La logique de la « rationalité économique »

 

Tant que la « rationalité » économique dominante — la rentabilité à court terme — demeure le seul horizon, celui qui « inspire » les dirigeants et les valide, il ne saurait y avoir de prise en compte respectueuse de ceux que l’on nomme les « ressources humaines ». Les salariés ne sont que des variables d’ajustement que l’on retire, déplace, réforme, met au défi, indépendamment de ce qui constitue leur identité professionnelle, indépendamment de leurs engagements, indépendamment de ce qu’ils sont tout simplement. C’est si vrai que l’on voit aujourd’hui émerger les mêmes problèmes dans d’autres services publics en voie de privatisation comme à la SNCF (57 cheminots se sont suicidés en 2017, selon Sud-Rail).

 

Au nom d’un intérêt supérieur qui dépasse celui des seules « ressources humaines » (bien heureusement muselées par leur statut de subordonnées), le management se sent légitime à mettre en place une politique qui taille dans le vif, fait vaciller un grand nombres de salariés, et en piétine certains. There is no alternative, affirmait en son temps Margaret Thatcher, la chantre du libéralisme économique. Les dirigeants se retranchent derrière leurs missions, celles de managers qui font tourner le manège à coup de fouets dont le son et le rythme, censés mettre au pas, les confortent dans le sentiment qu’ils ont de leur efficacité et pertinence.

 

Les formations qu’ils ont reçues les y ont préparés, notamment à ne pas regarder au delà des objectifs financiers à atteindre, des stratégies à déployer. Parfois, ces objectifs intègrent le postulat que les salariés « heureux » sont plus efficaces et les dirigeants sortent alors de leur boite à outils des dispositifs censés apporter un bien-être aux salariés via des « chefs du bonheur » (chief happiness officers), les « DRH de la bienveillance » ou les « entreprises libérées », sans pour autant donner à ces salariés le droit d’intervenir sur leurs missions, ni les moyens nécessaires pour les accomplir.
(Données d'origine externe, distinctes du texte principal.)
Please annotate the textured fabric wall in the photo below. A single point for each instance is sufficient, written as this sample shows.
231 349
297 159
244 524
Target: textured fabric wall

Objets de toutes les attentions, ils n’en restent pas moins enfermés dans leur statut de subordonnés et à la merci de n’importe quel revirement, changement de situation qui peut conduire, comme à France Télécom, la direction à opter pour des pratiques systématiques de déstabilisation, ou de harcèlement organisationnel.

 

Que cela se traduise sur le terrain par des successions de drames et de tragédies ne relève pas de « leur logiciel », pour reprendre une expression chère à ces milieux. La logique du résultat chiffré balaie celle des effets humains.

 

Danièle Linhart

Chercheure émérite au Centre national de la recherche scientifique (CNRS ), sociologue du travail. Auteur notamment de La comédie humaine du travail : De la déshumanisation taylorienne à la sur-humanisation managériale, Erès, Paris, 2015.